1. Honest Graduation Song

This ancient College Humor video came out a little over seven years ago, back when the “college” part of “College Humor” wasn’t less relevant than the “apple” part of “Apple Jacks.” Their videos back then were specifically targeted at college or near college age Millennials, so when this video came out, somewhere between 30 and 100% of the target audience ugly cried their way through this three and a quarter minute long parody of Vitamin C’s “Graduation.”

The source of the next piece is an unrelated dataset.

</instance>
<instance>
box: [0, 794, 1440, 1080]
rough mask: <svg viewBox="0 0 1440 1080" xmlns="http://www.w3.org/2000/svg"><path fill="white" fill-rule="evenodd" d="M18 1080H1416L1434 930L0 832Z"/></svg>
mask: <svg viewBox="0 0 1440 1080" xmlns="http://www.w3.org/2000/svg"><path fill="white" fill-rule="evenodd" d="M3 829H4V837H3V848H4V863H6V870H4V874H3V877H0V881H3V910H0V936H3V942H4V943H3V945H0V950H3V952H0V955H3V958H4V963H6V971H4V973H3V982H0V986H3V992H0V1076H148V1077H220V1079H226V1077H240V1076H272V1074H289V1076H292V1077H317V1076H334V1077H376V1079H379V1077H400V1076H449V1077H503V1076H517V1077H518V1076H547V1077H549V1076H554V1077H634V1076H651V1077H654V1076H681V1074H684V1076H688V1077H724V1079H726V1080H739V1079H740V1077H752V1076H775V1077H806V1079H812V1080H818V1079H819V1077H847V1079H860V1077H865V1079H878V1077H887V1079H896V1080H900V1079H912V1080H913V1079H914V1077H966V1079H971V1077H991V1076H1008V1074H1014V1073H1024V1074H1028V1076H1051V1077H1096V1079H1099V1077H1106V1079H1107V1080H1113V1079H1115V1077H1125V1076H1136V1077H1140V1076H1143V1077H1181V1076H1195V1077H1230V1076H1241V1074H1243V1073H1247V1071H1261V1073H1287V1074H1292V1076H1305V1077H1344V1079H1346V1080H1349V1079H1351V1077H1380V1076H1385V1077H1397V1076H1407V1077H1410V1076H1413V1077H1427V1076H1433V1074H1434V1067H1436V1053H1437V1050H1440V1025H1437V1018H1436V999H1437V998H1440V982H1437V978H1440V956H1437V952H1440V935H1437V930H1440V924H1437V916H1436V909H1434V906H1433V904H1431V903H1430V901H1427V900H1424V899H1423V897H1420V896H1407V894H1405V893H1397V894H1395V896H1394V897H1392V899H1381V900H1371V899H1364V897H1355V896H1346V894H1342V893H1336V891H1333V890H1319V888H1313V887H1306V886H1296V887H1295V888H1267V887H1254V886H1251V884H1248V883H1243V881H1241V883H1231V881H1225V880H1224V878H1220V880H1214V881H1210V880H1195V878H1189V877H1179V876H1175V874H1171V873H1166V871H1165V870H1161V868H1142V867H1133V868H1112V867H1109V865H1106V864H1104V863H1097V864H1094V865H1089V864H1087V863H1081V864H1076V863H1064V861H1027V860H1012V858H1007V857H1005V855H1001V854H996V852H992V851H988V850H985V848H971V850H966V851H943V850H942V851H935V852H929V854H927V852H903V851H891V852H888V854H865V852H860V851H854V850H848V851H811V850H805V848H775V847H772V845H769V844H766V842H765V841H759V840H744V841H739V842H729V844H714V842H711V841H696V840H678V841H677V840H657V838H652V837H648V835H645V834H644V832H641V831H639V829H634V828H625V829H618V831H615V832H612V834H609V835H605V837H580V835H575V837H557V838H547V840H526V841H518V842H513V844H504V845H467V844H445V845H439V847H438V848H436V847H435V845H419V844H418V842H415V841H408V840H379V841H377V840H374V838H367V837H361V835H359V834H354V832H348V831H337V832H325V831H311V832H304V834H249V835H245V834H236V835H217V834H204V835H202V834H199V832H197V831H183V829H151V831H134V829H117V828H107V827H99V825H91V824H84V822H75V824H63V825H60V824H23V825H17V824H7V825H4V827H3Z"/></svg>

There’s no sentimentality in this video, no fond memories of prom or gym class or crying on your friend’s shoulder on the bus ride home. Instead, we’re reminded of how we ditched or were ditched by the friends we loved more than our own families in favor of guitar playing freshman roommates and postponing planned visits because they were inconvenient.  The protagonist tells his former BFF, “I’ll still write happy B-day on your wall/And be nice to your mom when I see her at the mall/But please don’t ever call,” and suddenly those Facebook birthday posts you got last year seem even more hollow. Even the protagonist getting hit by recession karma when his former friend refuses to give him a job a few years later provides little satisfaction, and all we viewers can do is awkwardly attend our high school reunions and try to convince ourselves that the “good old days” weren’t so good after all. Happy Holidays, everyone!